Other choices are incorrect:
B: Sudden weight loss and increased energy are not typical symptoms of gestational diabetes. Weight loss can occur in uncontrolled diabetes, but it is not a common symptom in gestational diabetes.
C: Extreme fatigue and headaches can be non-specific symptoms and are not necessarily related to gestational diabetes.
D: Decreased fetal movement and nausea are more commonly associated with other complications in pregnancy, such as placental insufficiency or preeclampsia, rather than gestational diabetes.
Which hormone is responsible for converting the endometrium into decidual cells for implantation?
- A. Estrogen
- B. Human chorionic gonadotropin
- C. Human placental lactogen
- D. Progesterone
Correct Answer: D
Rationale: At high levels, progesterone maintains the endometrial lining for implantation of the zygote.
The nurse is providing education to a patient who has given birth to her first child and is being discharged home. The patient expressed concern regarding infant mortality and sudden infant death syndrome (SIDS). The patient had an uncomplicated pregnancy, labor, and vaginal delivery. She has a body mass index of 25 and has no other health conditions. The infant is healthy and was delivered full-term. What will be most helpful thing to explain to the patient?
- A. Uses of extracorporeal membrane oxygenation therapy (ECMO)

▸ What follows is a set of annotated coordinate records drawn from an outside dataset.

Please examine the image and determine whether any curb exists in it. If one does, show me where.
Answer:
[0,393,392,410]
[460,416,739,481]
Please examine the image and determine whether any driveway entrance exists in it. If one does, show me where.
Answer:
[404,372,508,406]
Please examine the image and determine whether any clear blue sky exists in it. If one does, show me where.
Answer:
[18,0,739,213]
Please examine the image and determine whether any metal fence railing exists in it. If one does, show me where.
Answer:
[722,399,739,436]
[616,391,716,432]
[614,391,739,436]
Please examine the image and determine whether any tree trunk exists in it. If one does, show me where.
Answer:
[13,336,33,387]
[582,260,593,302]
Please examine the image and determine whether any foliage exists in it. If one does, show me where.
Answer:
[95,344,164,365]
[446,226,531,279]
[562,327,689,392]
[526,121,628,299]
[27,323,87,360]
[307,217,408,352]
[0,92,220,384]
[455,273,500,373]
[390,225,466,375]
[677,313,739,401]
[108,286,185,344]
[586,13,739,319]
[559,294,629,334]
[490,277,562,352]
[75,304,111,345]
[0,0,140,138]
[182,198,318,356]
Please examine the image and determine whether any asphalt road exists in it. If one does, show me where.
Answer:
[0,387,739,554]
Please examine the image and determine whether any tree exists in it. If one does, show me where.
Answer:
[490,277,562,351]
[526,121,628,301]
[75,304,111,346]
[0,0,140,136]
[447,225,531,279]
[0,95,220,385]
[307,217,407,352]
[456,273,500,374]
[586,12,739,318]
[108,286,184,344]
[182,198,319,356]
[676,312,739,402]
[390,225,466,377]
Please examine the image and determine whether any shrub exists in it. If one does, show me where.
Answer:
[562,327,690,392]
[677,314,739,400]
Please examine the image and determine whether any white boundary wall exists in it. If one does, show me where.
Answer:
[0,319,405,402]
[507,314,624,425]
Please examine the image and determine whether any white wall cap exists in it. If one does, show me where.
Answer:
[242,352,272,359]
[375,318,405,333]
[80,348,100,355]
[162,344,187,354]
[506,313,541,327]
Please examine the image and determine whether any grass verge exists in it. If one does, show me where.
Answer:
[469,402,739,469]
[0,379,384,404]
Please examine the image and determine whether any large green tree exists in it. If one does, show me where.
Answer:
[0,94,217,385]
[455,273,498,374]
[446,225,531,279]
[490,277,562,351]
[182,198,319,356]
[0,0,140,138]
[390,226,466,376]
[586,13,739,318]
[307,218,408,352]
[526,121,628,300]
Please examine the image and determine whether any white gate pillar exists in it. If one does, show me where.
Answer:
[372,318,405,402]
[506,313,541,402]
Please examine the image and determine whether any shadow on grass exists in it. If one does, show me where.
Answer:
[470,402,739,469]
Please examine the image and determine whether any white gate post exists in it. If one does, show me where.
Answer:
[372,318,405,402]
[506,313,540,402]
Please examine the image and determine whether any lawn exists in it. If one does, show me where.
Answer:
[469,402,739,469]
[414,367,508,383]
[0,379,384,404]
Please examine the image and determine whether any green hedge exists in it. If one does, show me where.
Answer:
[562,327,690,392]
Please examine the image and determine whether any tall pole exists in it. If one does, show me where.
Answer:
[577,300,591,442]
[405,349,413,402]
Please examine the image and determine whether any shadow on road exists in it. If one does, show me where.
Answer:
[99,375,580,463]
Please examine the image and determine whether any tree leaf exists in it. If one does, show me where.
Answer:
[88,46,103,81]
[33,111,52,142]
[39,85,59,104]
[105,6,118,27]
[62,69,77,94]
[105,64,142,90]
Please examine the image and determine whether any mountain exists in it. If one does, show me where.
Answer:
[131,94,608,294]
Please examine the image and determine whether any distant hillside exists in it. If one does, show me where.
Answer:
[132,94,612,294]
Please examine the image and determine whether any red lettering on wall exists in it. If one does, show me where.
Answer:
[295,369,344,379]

- B. Uses of exogenous pulmonary surfactant
- C. The Baby-Friendly Hospital Initiative
- D. The Safe to Sleep campaign
Correct Answer: D
Rationale: The correct answer is D: The Safe to Sleep campaign. The campaign educates parents on safe sleep practices to reduce the risk of SIDS. In this scenario, the patient's concerns regarding infant mortality and SIDS can be addressed by providing information on safe sleep practices. Choices A and B are not relevant to the patient's concerns as they pertain to advanced medical therapies. Choice C, Baby-Friendly Hospital Initiative, focuses on promoting breastfeeding support and practices, which is not directly related to addressing the patient's concerns about infant mortality and SIDS.